The local retirement boards in Massachusetts are subject to new regulations regarding placement agents. That means if you have one of the boards as investor in your fund or a client in your advisory business, you need to supply new information to your clients/investors.

Public Employee Retirement Administration Commission is the umbrella regulatory organization that oversees the dozens of local retirement boards in the Commonwealth. Last month they issued Memorandum #34 that implements the new PERAC Placement Agents Policy (.pdf).

As a manager you will need to provide:

(a) a statement whether you used a placement agent

(b)  a resume detailing education, professional designations, regulatory licenses and investment and work experience.  If he or she is a current or former member of a retirement board, employee or consultant or immediate family of such a person that fact should be specifically noted.

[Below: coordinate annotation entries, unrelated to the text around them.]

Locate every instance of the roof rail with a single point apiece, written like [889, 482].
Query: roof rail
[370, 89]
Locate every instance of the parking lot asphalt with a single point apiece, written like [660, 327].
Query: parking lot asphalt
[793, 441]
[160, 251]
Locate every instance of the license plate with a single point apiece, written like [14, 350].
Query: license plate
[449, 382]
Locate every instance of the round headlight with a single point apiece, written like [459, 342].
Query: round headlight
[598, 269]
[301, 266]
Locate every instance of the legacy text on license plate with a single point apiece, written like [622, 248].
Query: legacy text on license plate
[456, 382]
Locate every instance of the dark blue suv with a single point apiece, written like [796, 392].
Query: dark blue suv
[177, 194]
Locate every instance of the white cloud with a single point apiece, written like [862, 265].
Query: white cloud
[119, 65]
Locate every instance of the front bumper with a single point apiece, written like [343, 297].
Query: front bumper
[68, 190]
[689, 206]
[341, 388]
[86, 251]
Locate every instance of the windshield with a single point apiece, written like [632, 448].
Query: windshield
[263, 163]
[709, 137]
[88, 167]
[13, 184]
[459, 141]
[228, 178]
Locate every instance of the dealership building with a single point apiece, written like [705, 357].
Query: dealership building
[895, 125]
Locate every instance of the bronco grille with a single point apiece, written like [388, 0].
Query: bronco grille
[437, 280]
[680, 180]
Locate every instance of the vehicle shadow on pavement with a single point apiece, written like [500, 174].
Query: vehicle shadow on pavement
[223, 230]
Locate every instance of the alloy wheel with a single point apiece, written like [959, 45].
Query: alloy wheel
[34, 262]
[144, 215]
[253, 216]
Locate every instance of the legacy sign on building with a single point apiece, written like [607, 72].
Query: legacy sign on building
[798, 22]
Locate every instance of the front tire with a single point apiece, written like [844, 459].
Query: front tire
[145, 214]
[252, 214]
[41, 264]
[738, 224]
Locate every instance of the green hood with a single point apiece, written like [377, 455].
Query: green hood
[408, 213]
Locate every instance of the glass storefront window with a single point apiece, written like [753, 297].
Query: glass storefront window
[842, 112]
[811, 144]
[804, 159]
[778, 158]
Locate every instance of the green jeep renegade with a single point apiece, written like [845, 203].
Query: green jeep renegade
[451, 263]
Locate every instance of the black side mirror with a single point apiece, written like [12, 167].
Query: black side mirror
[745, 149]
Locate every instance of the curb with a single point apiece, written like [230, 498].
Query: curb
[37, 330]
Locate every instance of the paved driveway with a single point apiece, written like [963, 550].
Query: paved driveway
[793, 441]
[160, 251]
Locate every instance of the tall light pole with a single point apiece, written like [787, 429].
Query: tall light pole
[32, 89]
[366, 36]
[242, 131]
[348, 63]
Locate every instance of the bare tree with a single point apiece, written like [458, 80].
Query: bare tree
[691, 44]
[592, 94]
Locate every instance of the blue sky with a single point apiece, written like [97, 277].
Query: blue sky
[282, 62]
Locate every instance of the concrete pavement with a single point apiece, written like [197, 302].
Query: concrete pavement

(c)  a description of any and all compensation of any kind provided or agreed to be provided to a placement agent, including the nature, timing and value thereof;

(d)  a description of the services to be performed by the placement agent

(e) a written copy of any and all agreements between the manager and the placement agent

 (f) in the event that any current or former Massachusetts public pension system board members, employees, consultants or other service providers have suggested the retention of the placement agent, the names of that person

 (g)  a statement that the placement agent has a minimum of three years experience in the investment field

 (h)  a statement that the placement agent is registered with the Securities and Exchange Commission or the Financial Industry Regulatory Authority, or, if appropriate, the Commodity Futures Trading Commission

The pension board will have to include a provision in the investment management agreement that in the case of a breach will allow the board to terminate the agreement and have two years of management fees returned.